Aku bergeming hanya melihat. Tubuhku kembali gemetar. Merasa sangat bersalah telah mengatakan hal yang membuatnya kesal. Namun, kata maaf tidak juga terlontar dari mulutku.


Beberapa lama kemudian, Tante Aina melepaskan inhaler itu dari mulutnya. Dia menarik dan membuang napasnya pelan.


Masih dengan wajah yang berpaling dariku, dia berkata pada Reynand, "Kamu harus memikirkan kembali hubunganmu dengannya, Rey. Dia tidak akan pernah mencintaimu," katanya.


Reynand bergeming tidak mengiyakan atau membantah perkataan Mamanya. Dia hanya memandangku dengan raut wajah datar tanpa ekspresi.


Aku menunduk. Tidak berani melihatnya. Aku bersalah, sudah mengatakan hal yang membuat ibu kandungnya itu kesal. Belum lagi tatapan mata Indira dan Daniel yang seakan ikut menyalahiku.


Reynand mendekat ke arahku. Segera menarik tangan dan membawaku pergi secara paksa. Aku mengikuti langkahnya. Dia membawaku masuk ke dalam sebuah kamar.

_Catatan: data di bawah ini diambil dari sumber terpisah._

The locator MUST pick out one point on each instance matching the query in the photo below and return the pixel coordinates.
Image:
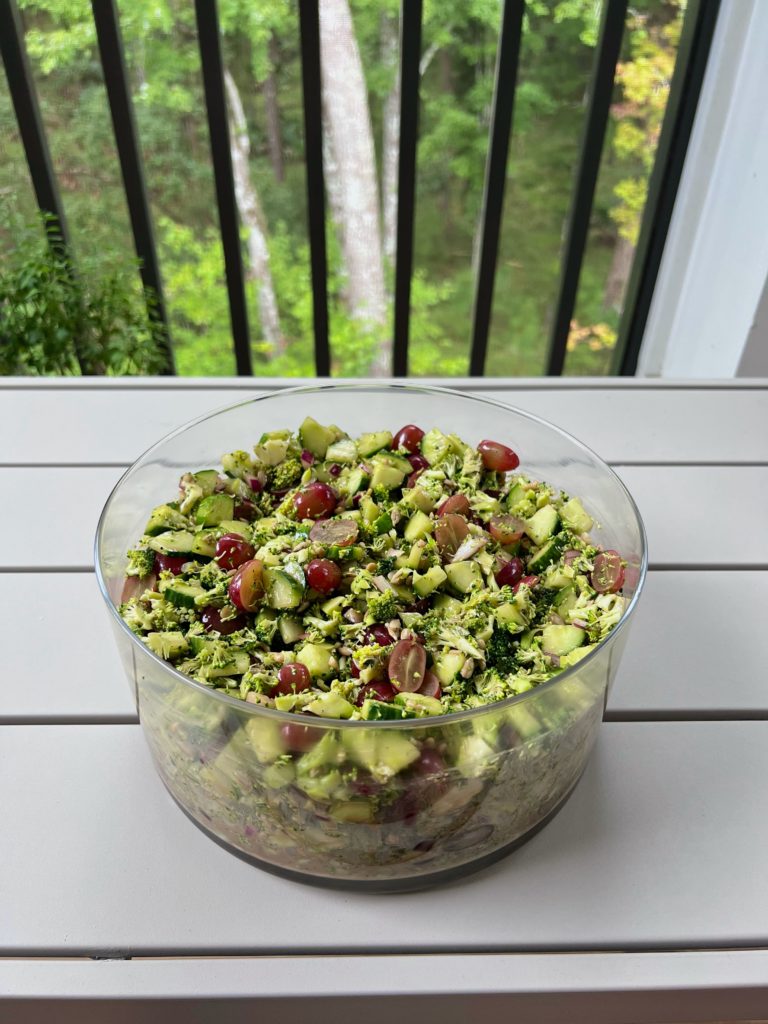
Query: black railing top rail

"Sheryl, kamu bilang pada Mamaku tidak akan menyerahkan hatimu padaku?"


"Iya. Apapun kecuali hatiku, Rey."


"Huh, kamu ingin aku menyerah? Tentang Mama, aku bisa memakluminya. Kamu memang tidak tahu penyakit yang ia derita, tapi bukankah keterlaluan mengatakan hal seperti itu pada Mamaku?!" serunya marah.


Aku bergeming. Mengetahui bahwa diriku salah. Namun, lidahku kelu tidak bisa berkata maaf sama sekali.


"Apa aku perlu mengajarimu cara meminta maaf kepada orang yang lebih tua?"


Reynand perlahan melangkahkan kaki mendekat kepadaku. Dia mengikis jarak di antara kami. Langkahnya yang terus maju, memaksaku untuk melangkah mundur. Napasku tertahan saat tubuh tegap itu sudah berhasil mendesakku ke tembok. Sorot mata seakan menusuk tepat hingga ke jantung. Membuat jantungku berdetak sangat kencang. Sungguh, aku sangat takut saat ini, sepertinya dia tidak pernah main-main jika marah.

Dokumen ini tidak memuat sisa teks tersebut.